GQ style writer Rachel Tashjian also made specific note of the cardigan’s probable softness (sinister and silky, like the fur of an expensive cat with hip problems), suggesting that anyone who wears it is “hoping we accidentally touch the arm and are clowned out of our minds by the vicuna wool and say, Great sweater, and he can tell us he got it at Loro Piana when he was in Venice with his family last summer.” Tashjian, to my great joy, spelled out something else I had been unable to put my finger on, but which now seems obvious: The thing that truly sucks the most about this cardigan is the conclusions one is forced to draw about the wearer’s intent. “We see Logan in a sweater — so relaxed! It’s like he’s Mister Rogers! But it’s got a shawl collar, which is a detail borrowed from a smoking jacket, and it’s double-breasted (?!) like it’s a suit jacket. To top it off, a TIE! He treats it like a real jacket (as wearers of sweaters like these often do).” Logan Roy, essentially, is asking everyone to go blind and pretend that the woolly jumper he is wearing is somehow the same as a blazer.
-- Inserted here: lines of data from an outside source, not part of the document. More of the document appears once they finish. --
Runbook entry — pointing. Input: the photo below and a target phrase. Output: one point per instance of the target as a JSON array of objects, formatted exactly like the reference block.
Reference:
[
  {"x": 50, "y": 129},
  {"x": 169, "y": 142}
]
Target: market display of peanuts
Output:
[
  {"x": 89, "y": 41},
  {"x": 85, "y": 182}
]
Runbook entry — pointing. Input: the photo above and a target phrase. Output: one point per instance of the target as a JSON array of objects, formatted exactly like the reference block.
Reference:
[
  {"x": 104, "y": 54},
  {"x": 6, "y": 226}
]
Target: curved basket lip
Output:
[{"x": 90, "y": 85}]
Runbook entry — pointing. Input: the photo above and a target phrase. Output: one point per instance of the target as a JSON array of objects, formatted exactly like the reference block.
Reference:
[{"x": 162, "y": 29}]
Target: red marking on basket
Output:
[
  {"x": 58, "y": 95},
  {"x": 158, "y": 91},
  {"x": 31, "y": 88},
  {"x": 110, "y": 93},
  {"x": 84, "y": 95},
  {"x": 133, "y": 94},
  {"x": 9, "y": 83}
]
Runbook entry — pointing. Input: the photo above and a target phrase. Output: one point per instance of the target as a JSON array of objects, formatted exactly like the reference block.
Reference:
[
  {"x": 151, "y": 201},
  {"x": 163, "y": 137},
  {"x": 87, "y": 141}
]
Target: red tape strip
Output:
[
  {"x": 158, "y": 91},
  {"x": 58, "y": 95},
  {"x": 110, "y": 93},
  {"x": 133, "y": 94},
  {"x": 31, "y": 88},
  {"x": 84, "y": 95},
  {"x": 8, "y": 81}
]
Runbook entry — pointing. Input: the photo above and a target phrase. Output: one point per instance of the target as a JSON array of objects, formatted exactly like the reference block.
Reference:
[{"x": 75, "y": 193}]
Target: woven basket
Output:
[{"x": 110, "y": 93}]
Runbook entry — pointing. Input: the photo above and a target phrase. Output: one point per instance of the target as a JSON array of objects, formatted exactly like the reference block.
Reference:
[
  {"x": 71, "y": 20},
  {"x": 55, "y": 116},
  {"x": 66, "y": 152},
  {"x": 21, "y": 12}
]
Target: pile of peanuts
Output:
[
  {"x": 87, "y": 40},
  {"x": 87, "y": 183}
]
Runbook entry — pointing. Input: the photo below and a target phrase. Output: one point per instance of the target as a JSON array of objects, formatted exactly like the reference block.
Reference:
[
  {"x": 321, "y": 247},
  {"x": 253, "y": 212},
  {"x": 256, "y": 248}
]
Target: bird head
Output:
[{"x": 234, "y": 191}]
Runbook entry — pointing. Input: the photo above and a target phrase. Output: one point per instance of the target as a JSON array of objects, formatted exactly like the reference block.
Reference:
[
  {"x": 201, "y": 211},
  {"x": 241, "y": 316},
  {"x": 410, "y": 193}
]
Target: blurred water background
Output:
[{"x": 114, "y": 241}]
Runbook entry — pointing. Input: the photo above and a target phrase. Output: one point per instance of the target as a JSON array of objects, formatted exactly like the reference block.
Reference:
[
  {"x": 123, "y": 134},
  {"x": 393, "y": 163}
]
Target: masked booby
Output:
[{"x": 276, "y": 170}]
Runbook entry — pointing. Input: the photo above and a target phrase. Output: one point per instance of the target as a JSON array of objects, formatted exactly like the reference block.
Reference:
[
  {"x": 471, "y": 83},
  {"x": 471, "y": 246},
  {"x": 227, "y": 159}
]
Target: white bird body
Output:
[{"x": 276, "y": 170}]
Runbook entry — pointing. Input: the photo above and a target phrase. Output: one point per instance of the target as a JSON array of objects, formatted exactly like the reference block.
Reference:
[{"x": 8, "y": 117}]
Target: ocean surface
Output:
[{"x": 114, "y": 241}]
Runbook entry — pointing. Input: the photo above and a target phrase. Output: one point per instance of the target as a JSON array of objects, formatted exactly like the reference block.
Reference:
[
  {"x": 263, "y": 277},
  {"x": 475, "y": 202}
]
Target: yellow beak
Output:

As Tashjian put it, “It’s really such a ‘fuck you.’ I’m not working, but oh, sorry, I’m actually always working, and so much smoother at all of this than all of you.”

It really is such a “fuck you”! It really is the worst thing to ever happen!

It is extremely gratifying to see one’s own opinion borne out by experts, almost as gratifying as imagining Logan Roy reading this and feeling a deep, hot flush of shame creep up his neck and burn the great slabs of his cheeks. The cardigan suddenly feels too cozy, too comfortable and snuggly, but also too formal and sassy. He wrenches it off his shoulders in a display of athleticism his children have not seen in many years, an act which alarms them almost as much as the sight of shame on the face of a man who appears not to have felt the emotion for decades. He tells them he took it off because the room was too hot, and they indulge him in this fiction because they are afraid of him. But they know and he knows and I know: This cardigan is from the devil and no one should be wearing it under any circumstances, not even Logan Roy.

How Dare Logan Roy Wear Such an Awful Cardigan?